O que o Provimento 100 do CNJ passou a permitir a distância
O Provimento nº 100 do Conselho Nacional de Justiça instituiu o sistema e-Notariado e regulou a prática de atos notariais por meio eletrônico, incluindo escrituras declaratórias. Na prática, o casal se identifica com certificado digital, participa de uma videoconferência com o tabelião de notas e assina o documento eletronicamente.
A competência do tabelionato segue regras de circunscrição, mas o atendimento em si ocorre pela plataforma, o que dispensa deslocamento. O tabelião mantém o dever de qualificar o ato, ou seja, verificar identidade, capacidade e a manifestação livre de vontade das partes.
O que declarar na escritura: data de início e regime de bens
Dois pontos merecem atenção na redação. O primeiro é a data de início da convivência, porque ela define o marco a partir do qual os bens passam a ser comuns. Declarar uma data coerente com a realidade evita disputa futura sobre o que entra ou não na partilha.
O segundo é o regime de bens. Se o casal nada disser, aplica-se a comunhão parcial, conforme o art. 1.725 do Código Civil. Se quiser outro regime, como a separação de bens, precisa dizer isso expressamente na escritura, que funciona também como contrato de convivência.
Documentos que o tabelião vai pedir e a razão de cada um
A lista costuma incluir:
- Documento de identidade e CPF de ambos, para confirmar quem são as partes.
- Certidão de nascimento ou de casamento atualizada, que mostra o estado civil e eventual separação anterior a ser considerada.
- Comprovante de endereço, que ajuda a fixar a circunscrição e o domicílio do casal.
- Informações sobre bens e sobre a data de início, quando houver patrimônio a mencionar.
Cada documento serve para que o tabelião qualifique o ato com segurança. A união estável, prevista no art. 1.723 do Código Civil, é declarada com base nessas informações, e imprecisões podem gerar recusa ou necessidade de retificação.
Por que registrar a escritura no Livro E
Lavrada a escritura, é altamente recomendável levá-la a registro no Livro E do Registro Civil das Pessoas Naturais. O registro dá publicidade ao ato e facilita a comprovação da união perante terceiros, como operadoras de plano de saúde e instituições financeiras.

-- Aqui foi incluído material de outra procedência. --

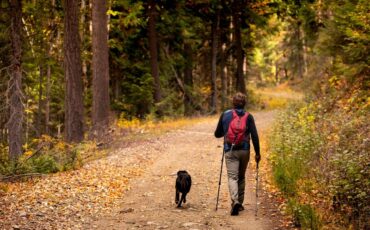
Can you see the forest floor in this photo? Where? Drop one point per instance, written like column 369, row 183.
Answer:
column 134, row 188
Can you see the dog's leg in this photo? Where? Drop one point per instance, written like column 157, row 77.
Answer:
column 181, row 200
column 177, row 196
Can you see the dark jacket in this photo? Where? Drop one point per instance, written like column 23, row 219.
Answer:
column 223, row 126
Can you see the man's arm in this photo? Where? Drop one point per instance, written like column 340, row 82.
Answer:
column 219, row 130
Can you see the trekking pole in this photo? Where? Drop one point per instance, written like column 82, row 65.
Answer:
column 256, row 189
column 219, row 181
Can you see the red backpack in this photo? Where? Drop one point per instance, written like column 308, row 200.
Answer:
column 237, row 129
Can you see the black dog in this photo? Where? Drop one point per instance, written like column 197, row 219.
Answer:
column 183, row 184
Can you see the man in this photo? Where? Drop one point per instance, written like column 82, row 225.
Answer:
column 237, row 148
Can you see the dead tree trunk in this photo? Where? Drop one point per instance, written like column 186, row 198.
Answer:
column 15, row 121
column 73, row 72
column 100, row 111
column 215, row 26
column 153, row 49
column 188, row 79
column 240, row 84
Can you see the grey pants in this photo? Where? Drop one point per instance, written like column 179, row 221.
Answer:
column 236, row 165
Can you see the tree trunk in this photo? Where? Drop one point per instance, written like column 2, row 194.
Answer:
column 153, row 49
column 48, row 71
column 215, row 26
column 223, row 78
column 240, row 84
column 39, row 111
column 15, row 121
column 47, row 98
column 188, row 79
column 101, row 102
column 72, row 67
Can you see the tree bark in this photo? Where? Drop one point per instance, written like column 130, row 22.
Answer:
column 16, row 108
column 223, row 77
column 153, row 49
column 73, row 72
column 101, row 101
column 188, row 79
column 39, row 111
column 215, row 26
column 240, row 84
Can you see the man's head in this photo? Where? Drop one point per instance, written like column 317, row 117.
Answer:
column 239, row 100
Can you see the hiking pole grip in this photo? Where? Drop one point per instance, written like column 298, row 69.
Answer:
column 219, row 181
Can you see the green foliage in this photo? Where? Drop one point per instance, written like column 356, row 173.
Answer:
column 304, row 216
column 328, row 152
column 45, row 155
column 294, row 143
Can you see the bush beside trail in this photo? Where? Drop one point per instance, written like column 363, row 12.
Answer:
column 320, row 159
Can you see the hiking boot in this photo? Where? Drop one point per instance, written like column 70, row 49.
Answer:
column 235, row 209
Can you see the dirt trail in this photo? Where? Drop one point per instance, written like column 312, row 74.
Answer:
column 134, row 188
column 149, row 204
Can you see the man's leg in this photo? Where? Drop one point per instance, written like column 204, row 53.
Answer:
column 243, row 155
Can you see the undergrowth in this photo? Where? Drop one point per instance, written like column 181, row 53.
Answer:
column 320, row 161
column 45, row 155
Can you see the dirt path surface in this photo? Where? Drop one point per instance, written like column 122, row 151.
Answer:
column 134, row 188
column 150, row 202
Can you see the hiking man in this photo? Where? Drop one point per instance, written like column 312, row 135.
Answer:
column 237, row 126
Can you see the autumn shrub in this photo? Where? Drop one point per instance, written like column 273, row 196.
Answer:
column 294, row 144
column 43, row 155
column 304, row 215
column 320, row 157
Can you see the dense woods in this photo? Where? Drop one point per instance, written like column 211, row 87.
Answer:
column 70, row 69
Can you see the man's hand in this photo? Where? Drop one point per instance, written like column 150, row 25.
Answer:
column 258, row 158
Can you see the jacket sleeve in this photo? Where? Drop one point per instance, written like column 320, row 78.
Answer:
column 254, row 134
column 219, row 130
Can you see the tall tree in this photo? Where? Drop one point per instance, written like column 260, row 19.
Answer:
column 240, row 83
column 153, row 49
column 215, row 28
column 188, row 78
column 101, row 102
column 73, row 72
column 15, row 121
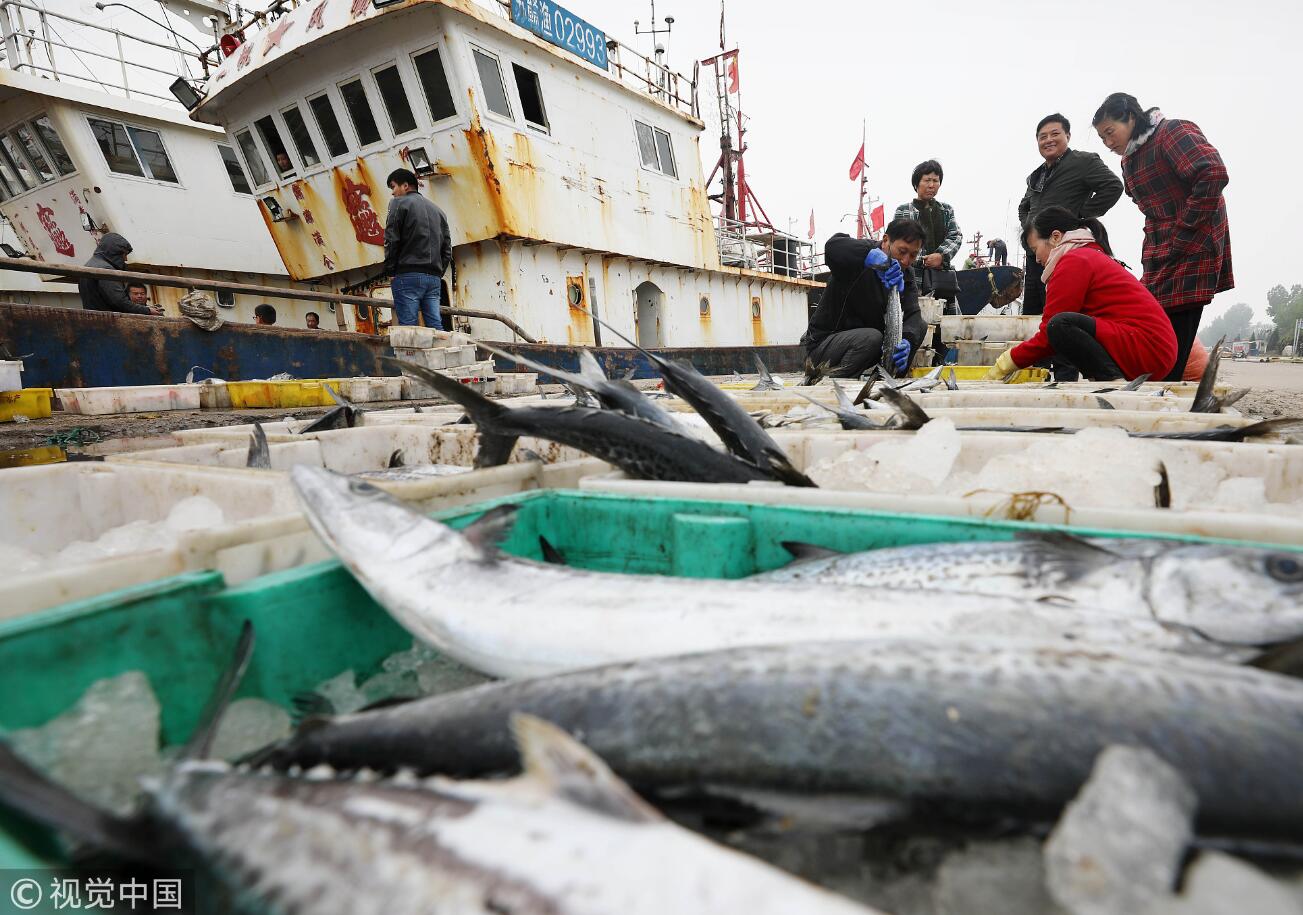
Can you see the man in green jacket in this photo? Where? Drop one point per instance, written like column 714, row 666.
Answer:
column 1071, row 179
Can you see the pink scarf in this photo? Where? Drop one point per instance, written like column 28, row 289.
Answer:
column 1070, row 241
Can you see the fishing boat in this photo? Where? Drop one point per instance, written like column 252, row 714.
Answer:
column 570, row 171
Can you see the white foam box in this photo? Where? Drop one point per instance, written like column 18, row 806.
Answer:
column 517, row 382
column 140, row 399
column 425, row 338
column 458, row 356
column 990, row 327
column 1281, row 467
column 434, row 359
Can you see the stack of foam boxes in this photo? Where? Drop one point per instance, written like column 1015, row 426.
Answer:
column 454, row 355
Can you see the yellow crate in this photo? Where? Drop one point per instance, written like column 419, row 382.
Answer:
column 30, row 402
column 979, row 373
column 278, row 395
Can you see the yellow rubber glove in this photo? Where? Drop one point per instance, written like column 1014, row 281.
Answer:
column 1005, row 366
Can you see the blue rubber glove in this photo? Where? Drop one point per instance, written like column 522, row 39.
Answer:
column 893, row 278
column 901, row 356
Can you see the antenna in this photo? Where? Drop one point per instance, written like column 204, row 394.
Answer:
column 653, row 30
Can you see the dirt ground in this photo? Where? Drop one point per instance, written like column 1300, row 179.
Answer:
column 1276, row 389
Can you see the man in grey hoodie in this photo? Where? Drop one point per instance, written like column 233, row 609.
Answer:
column 106, row 295
column 417, row 250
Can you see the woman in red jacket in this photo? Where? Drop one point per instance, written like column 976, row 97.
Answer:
column 1175, row 176
column 1097, row 316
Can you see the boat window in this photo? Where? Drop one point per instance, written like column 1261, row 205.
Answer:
column 646, row 146
column 54, row 145
column 34, row 155
column 235, row 171
column 656, row 150
column 323, row 112
column 11, row 179
column 530, row 97
column 360, row 112
column 116, row 147
column 253, row 158
column 149, row 145
column 490, row 77
column 434, row 84
column 25, row 172
column 299, row 134
column 666, row 150
column 275, row 146
column 390, row 82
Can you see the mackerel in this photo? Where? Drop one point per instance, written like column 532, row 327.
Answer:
column 641, row 449
column 508, row 617
column 976, row 727
column 893, row 327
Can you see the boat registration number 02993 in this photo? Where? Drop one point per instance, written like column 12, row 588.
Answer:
column 562, row 28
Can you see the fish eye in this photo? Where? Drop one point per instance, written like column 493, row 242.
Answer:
column 1285, row 568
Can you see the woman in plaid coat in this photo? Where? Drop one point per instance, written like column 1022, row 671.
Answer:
column 1175, row 176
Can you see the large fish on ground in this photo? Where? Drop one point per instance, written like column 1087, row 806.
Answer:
column 893, row 329
column 1234, row 595
column 641, row 449
column 734, row 425
column 508, row 617
column 618, row 395
column 972, row 727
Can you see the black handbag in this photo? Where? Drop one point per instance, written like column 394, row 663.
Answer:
column 940, row 282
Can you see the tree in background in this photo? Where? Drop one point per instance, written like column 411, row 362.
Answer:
column 1285, row 306
column 1234, row 323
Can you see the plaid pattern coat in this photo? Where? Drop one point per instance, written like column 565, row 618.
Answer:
column 1177, row 179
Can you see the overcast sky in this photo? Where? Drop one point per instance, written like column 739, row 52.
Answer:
column 966, row 84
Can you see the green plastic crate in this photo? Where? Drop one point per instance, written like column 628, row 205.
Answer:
column 315, row 621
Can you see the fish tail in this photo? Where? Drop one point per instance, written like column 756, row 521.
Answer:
column 29, row 793
column 495, row 446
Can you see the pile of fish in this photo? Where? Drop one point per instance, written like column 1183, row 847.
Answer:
column 1116, row 721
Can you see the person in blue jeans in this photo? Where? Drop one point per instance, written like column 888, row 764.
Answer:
column 417, row 252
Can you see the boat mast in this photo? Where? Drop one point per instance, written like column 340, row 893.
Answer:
column 740, row 209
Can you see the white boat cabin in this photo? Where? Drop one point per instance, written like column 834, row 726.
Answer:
column 564, row 184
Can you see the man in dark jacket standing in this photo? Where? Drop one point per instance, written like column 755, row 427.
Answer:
column 106, row 295
column 417, row 250
column 846, row 329
column 1071, row 179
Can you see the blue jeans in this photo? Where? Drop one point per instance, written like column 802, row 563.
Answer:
column 416, row 292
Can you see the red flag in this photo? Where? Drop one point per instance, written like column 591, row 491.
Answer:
column 858, row 166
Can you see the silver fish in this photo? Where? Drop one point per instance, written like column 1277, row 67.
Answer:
column 448, row 591
column 413, row 473
column 259, row 454
column 641, row 449
column 1234, row 595
column 566, row 837
column 766, row 379
column 976, row 726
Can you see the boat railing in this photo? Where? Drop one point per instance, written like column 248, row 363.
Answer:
column 643, row 73
column 765, row 250
column 34, row 43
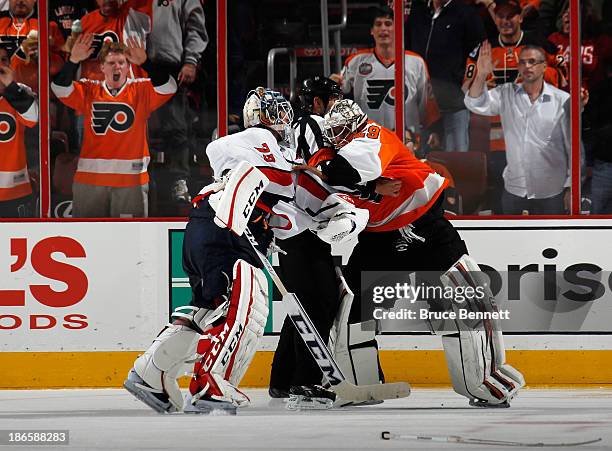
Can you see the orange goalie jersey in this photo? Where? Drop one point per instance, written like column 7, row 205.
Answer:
column 378, row 152
column 115, row 150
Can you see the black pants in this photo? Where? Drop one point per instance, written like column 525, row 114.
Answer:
column 308, row 271
column 389, row 251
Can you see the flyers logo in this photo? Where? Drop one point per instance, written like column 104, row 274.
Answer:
column 100, row 39
column 8, row 127
column 117, row 116
column 378, row 91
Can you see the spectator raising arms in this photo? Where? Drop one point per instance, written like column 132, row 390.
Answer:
column 178, row 40
column 112, row 178
column 115, row 22
column 370, row 75
column 18, row 109
column 535, row 120
column 445, row 32
column 19, row 35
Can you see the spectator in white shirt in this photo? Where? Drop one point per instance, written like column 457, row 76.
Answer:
column 535, row 120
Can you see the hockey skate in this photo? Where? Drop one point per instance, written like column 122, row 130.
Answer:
column 310, row 397
column 155, row 399
column 208, row 406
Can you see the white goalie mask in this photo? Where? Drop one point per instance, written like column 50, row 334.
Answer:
column 270, row 109
column 343, row 120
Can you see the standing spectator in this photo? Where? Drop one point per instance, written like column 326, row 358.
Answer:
column 444, row 33
column 596, row 48
column 65, row 12
column 19, row 35
column 111, row 178
column 599, row 135
column 115, row 22
column 535, row 120
column 505, row 51
column 370, row 75
column 18, row 109
column 178, row 40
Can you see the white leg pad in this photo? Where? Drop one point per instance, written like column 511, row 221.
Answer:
column 172, row 352
column 166, row 359
column 226, row 350
column 353, row 348
column 475, row 352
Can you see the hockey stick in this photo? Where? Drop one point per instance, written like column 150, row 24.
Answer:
column 386, row 435
column 315, row 344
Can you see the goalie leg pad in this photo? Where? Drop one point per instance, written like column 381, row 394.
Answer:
column 227, row 348
column 354, row 346
column 475, row 351
column 154, row 376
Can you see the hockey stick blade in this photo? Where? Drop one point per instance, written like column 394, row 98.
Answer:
column 375, row 392
column 386, row 435
column 315, row 344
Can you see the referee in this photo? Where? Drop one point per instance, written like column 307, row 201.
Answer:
column 307, row 269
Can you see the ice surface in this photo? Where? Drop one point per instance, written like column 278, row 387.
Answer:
column 114, row 420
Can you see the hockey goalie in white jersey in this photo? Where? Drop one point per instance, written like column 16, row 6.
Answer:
column 217, row 334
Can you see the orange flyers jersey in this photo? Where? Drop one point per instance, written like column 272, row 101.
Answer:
column 505, row 70
column 14, row 180
column 114, row 150
column 378, row 152
column 134, row 19
column 372, row 82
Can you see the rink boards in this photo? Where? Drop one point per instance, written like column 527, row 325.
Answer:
column 79, row 300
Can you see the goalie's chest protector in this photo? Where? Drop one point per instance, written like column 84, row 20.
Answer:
column 259, row 147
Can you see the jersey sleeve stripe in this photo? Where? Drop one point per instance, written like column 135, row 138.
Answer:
column 62, row 91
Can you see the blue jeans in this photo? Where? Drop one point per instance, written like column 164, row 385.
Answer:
column 515, row 205
column 456, row 136
column 601, row 188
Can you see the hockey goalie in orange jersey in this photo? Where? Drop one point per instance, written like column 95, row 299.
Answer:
column 111, row 178
column 407, row 231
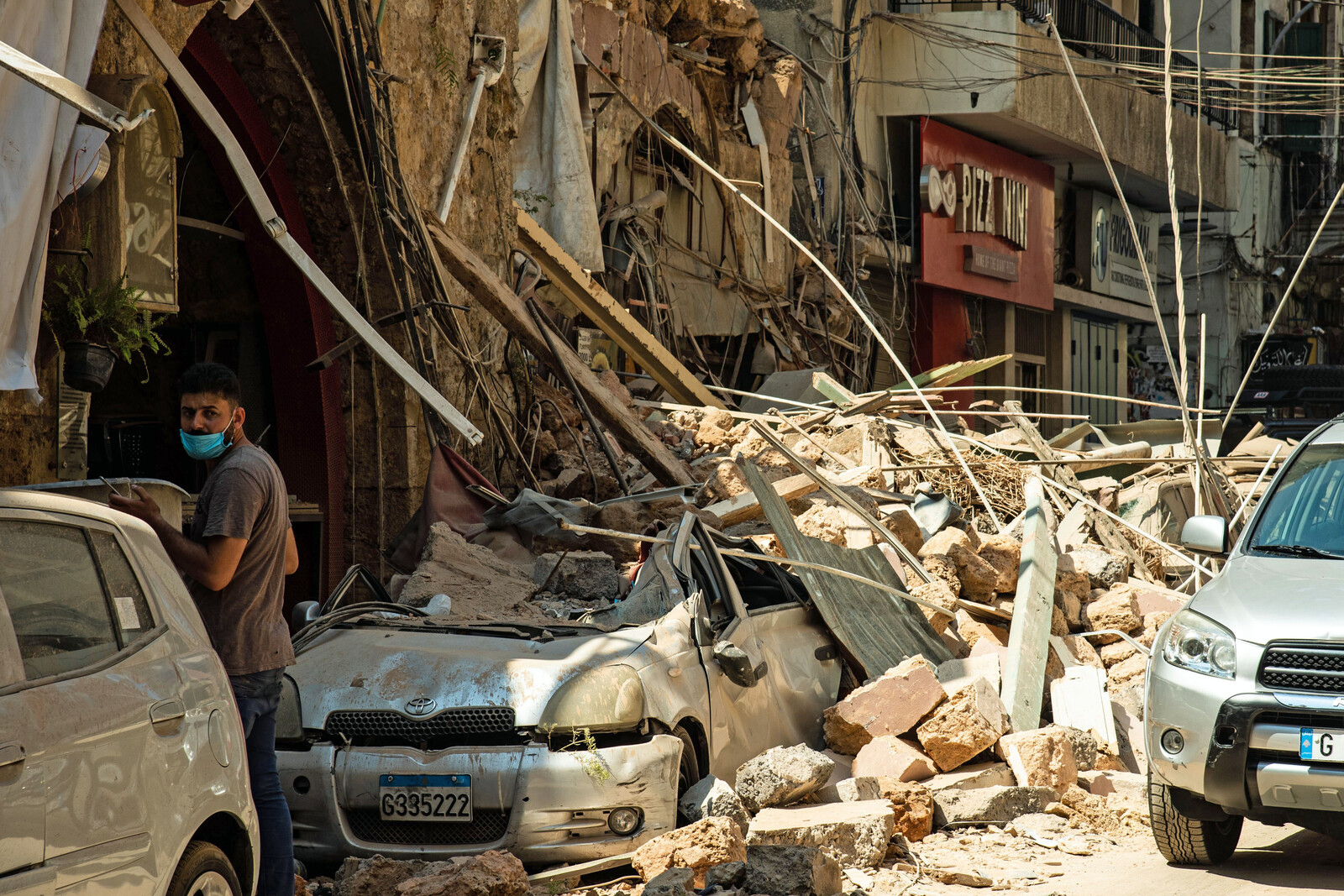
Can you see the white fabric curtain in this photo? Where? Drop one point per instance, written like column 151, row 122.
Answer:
column 550, row 155
column 35, row 136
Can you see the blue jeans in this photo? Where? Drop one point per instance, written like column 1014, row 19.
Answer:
column 259, row 696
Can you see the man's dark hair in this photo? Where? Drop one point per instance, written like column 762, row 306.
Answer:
column 207, row 378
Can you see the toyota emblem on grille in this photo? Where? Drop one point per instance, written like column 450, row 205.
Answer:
column 421, row 705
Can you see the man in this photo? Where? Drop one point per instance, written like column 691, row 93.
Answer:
column 235, row 562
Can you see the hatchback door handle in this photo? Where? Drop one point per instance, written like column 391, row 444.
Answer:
column 11, row 755
column 167, row 711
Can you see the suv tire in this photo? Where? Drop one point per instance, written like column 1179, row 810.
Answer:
column 1189, row 841
column 205, row 871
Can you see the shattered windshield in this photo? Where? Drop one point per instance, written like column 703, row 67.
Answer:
column 1305, row 513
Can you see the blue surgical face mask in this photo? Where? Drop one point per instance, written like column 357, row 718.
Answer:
column 208, row 446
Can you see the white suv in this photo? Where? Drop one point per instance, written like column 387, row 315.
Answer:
column 121, row 754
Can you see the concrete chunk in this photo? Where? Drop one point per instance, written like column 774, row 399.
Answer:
column 712, row 799
column 889, row 705
column 781, row 775
column 1041, row 758
column 889, row 757
column 790, row 871
column 990, row 805
column 853, row 833
column 971, row 721
column 706, row 842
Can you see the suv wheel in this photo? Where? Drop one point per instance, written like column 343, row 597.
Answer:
column 205, row 871
column 1189, row 841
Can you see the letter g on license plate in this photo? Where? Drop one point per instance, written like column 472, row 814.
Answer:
column 425, row 797
column 1321, row 745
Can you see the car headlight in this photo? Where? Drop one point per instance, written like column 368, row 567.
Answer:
column 602, row 699
column 1200, row 644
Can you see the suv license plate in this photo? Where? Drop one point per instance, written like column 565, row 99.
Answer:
column 1321, row 745
column 425, row 797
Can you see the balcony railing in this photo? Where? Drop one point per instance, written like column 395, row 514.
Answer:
column 1097, row 31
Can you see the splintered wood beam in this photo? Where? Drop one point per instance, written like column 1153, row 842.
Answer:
column 608, row 315
column 508, row 309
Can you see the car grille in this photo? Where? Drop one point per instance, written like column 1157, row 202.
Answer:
column 460, row 726
column 1304, row 667
column 486, row 826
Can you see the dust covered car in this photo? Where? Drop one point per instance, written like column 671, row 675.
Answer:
column 421, row 736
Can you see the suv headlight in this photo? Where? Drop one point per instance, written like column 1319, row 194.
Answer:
column 1200, row 644
column 602, row 699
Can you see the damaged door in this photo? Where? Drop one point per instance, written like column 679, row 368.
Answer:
column 743, row 705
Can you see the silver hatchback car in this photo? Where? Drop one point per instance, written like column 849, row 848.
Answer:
column 1245, row 705
column 121, row 754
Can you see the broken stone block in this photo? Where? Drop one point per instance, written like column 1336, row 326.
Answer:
column 889, row 705
column 1041, row 758
column 699, row 846
column 781, row 775
column 790, row 871
column 990, row 805
column 674, row 882
column 938, row 594
column 889, row 757
column 972, row 631
column 1116, row 609
column 853, row 833
column 967, row 725
column 712, row 799
column 978, row 578
column 1005, row 553
column 902, row 524
column 1102, row 566
column 984, row 774
column 726, row 876
column 588, row 575
column 491, row 873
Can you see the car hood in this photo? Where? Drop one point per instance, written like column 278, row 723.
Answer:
column 381, row 669
column 1263, row 600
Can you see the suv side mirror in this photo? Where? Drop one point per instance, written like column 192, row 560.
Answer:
column 737, row 664
column 304, row 613
column 1205, row 533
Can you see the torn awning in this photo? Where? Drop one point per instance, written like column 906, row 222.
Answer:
column 62, row 35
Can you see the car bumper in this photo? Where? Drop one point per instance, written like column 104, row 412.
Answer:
column 541, row 805
column 1241, row 743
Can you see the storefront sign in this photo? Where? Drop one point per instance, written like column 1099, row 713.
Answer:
column 981, row 261
column 988, row 217
column 1105, row 249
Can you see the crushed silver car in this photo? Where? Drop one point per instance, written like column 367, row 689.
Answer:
column 1245, row 700
column 420, row 736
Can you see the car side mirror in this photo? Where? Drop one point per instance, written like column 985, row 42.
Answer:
column 304, row 613
column 737, row 665
column 1205, row 533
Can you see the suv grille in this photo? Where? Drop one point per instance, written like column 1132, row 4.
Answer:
column 487, row 826
column 1317, row 668
column 465, row 726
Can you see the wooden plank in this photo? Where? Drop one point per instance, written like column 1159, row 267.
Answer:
column 840, row 497
column 1105, row 530
column 1034, row 602
column 875, row 631
column 608, row 315
column 508, row 309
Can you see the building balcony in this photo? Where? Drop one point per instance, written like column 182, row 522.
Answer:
column 996, row 73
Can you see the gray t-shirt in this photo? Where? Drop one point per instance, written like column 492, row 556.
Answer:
column 245, row 499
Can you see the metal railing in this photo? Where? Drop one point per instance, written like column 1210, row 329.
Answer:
column 1097, row 31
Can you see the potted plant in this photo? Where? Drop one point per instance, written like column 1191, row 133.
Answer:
column 94, row 324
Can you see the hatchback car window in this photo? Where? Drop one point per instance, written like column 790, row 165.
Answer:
column 1305, row 513
column 129, row 607
column 57, row 605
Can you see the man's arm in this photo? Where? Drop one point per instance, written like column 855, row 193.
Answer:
column 213, row 563
column 291, row 553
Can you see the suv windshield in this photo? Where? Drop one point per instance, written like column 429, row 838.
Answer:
column 1305, row 513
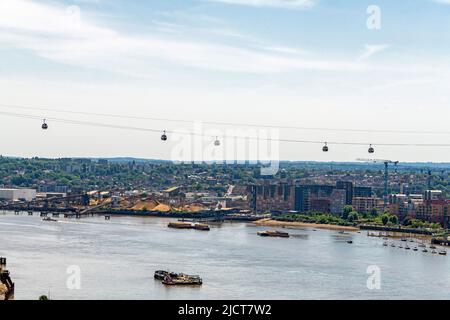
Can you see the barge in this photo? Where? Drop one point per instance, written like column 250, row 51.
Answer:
column 188, row 225
column 177, row 279
column 277, row 234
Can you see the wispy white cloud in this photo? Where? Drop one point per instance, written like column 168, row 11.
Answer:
column 372, row 49
column 442, row 1
column 293, row 4
column 55, row 33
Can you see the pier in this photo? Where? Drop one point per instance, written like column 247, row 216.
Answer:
column 6, row 284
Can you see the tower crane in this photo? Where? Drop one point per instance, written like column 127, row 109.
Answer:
column 386, row 174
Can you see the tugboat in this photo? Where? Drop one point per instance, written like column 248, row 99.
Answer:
column 161, row 274
column 201, row 226
column 180, row 225
column 182, row 279
column 278, row 234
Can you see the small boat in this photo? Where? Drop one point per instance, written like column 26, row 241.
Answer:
column 182, row 280
column 161, row 274
column 48, row 219
column 180, row 225
column 273, row 234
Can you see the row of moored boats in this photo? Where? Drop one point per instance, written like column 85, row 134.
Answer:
column 424, row 248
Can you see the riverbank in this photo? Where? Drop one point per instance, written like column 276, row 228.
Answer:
column 274, row 223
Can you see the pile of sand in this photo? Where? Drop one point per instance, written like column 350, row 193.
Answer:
column 147, row 204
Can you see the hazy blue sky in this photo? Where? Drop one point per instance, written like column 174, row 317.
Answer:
column 310, row 63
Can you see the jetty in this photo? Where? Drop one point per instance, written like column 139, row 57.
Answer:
column 6, row 284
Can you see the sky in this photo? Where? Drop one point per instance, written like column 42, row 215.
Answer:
column 329, row 64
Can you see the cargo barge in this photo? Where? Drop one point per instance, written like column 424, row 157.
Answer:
column 177, row 279
column 277, row 234
column 188, row 225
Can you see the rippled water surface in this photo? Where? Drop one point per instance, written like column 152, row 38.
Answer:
column 117, row 259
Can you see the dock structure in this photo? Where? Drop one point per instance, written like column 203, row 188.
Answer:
column 6, row 284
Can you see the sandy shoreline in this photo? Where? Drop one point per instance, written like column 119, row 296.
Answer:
column 273, row 223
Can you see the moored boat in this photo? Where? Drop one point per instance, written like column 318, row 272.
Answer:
column 48, row 219
column 161, row 274
column 180, row 225
column 201, row 226
column 182, row 279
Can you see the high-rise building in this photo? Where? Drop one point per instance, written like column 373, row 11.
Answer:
column 348, row 187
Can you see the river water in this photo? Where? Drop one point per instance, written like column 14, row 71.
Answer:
column 117, row 259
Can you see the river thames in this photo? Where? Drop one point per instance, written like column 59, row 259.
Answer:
column 117, row 259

Parar na escritura sem registrar não invalida o documento, mas reduz sua eficácia prática. O registro é o que transforma a declaração em um dado facilmente oponível a quem precisa reconhecer a relação.
Quando a escritura consensual não é o caminho
A via digital pressupõe consenso e boa-fé. Ela não serve para impor uma união a quem nega a relação, nem para forjar uma data que não corresponde à convivência real. Se há conflito sobre a existência da união ou sobre o patrimônio, o caminho é o judicial, não a escritura.
Quando o casal está de acordo, mas o patrimônio é grande ou envolve empresa, imóveis financiados e planejamento sucessório, vale desenhar as cláusulas com apoio de um advogado de família, algo que também pode ser feito de forma on-line antes de agendar a lavratura.